Kraken: An Anatomy by China Miéville

There is no place in literary fantasy as strange as the multiple layers and many cultures of a modern city, seen asquint. This is why, from Moorcock to Gaiman and Mieville, some of the best British fantasy has not dealt with the great Matter of Arthurian Britain, but the Matter of London. Such novels not concerned with heroic quests for the cure for the world's pain so much as the equally huge problem of making a place for human life amid blood, money and filth. China Miéville's first novel, and his first book for young adults, were both stabs at this subject - all his books are, if you see New Crobuzon in the three "Bas-Lag" novels, and the divided Beszel/Ul Qoma of The City and the City as versions of London, just as much as the Invisible Cities of Italo Calvino are all Venice.

The London of Kraken is a site where multiple beliefs contend and there is a section of the police whose job it is to hold cults under control in case one actually does have the power to bring about the version of the Apocalypse to which they adhere. The theft of a pickled giant squid from the Natural History Museum is the sort of magical event that interests them, but not as intensely as it involves Billy, the expert who oversaw its pickling.

He suddenly finds himself a player in a world of assassins and crusaders and inquisitors of whose existence he had no idea. Billy finds out the hard way that you don't have to be a peasant boy, or a hobbit, to find yourself at once the most important piece on the chessboard of the world, and the idiot child who has to learn to ask the right questions.

The great strength of this book is Mieville's understanding of belief as a way of life: the multiplicity of cults that live together in his world, only occasionally turning on one another in frenzy, have, as one would expect from his left-wing political background, more than a passing reference to the multiple versions of Marxism/Leninism. As in his other books, he presents violence as the way that different truths compete for supremacy. The smartest person in the room is going to also be the one who uses mayhem most efficiently.
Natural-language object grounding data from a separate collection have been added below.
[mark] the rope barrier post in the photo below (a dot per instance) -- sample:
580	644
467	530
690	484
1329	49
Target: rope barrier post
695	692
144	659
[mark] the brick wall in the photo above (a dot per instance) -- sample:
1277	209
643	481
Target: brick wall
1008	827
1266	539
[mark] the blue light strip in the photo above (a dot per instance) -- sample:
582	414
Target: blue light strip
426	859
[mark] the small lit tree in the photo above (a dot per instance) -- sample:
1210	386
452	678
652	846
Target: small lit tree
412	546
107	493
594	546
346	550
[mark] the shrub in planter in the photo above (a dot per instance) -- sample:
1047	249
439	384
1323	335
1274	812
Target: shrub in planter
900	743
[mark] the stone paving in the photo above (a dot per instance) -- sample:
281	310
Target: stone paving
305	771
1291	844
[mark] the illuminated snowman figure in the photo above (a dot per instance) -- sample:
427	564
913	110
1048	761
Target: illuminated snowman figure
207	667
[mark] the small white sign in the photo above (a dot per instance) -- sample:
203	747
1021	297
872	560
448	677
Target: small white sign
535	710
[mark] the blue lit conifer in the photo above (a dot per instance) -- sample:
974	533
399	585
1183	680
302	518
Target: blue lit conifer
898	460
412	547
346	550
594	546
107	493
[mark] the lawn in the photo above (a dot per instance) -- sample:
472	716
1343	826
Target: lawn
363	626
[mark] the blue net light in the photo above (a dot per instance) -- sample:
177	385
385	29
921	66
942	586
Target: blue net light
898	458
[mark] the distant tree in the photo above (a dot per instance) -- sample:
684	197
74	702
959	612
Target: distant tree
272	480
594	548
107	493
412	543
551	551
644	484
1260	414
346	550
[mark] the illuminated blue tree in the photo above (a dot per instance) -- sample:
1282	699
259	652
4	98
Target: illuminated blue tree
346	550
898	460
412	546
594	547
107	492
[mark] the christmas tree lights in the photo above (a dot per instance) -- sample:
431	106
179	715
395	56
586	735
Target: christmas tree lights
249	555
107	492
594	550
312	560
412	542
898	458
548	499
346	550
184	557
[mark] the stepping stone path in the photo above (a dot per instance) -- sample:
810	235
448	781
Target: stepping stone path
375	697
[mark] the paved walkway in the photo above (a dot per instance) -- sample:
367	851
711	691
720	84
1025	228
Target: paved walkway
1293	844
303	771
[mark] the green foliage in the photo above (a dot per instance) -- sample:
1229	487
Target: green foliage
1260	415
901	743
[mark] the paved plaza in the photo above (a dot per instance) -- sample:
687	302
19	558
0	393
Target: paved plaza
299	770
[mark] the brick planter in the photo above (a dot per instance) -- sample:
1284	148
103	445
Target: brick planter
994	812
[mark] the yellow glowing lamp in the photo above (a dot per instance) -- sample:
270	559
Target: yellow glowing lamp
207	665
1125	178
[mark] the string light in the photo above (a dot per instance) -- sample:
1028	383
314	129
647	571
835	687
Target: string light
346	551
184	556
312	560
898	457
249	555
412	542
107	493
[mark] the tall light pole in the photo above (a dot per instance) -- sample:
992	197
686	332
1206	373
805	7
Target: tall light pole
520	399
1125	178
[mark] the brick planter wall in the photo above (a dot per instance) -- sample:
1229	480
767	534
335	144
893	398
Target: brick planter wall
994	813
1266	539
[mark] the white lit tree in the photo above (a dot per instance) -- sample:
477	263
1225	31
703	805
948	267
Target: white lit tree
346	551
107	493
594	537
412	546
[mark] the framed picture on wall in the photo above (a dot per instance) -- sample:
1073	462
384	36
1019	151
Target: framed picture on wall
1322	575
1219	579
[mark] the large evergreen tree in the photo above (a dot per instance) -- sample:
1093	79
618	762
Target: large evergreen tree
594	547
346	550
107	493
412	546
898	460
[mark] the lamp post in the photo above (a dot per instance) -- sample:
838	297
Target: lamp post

In the end, this is a bleak book because Billy will never quite be able to go home again. He thought that he lived in the shiny world of Time Out's best bars and restaurants, but he discovers that the truth is a world of danger, of gangsters who exist as tattoos and bad men who swallow you whole. It is this emotional truth - knowledge is power, but it is also pain - that makes this excellent urban fantasy transcend its occasional moments of enjoyable silliness. Billy may, from time to time, win by reversing the polarity, but only because he acquires real, and not just magical, wisdom.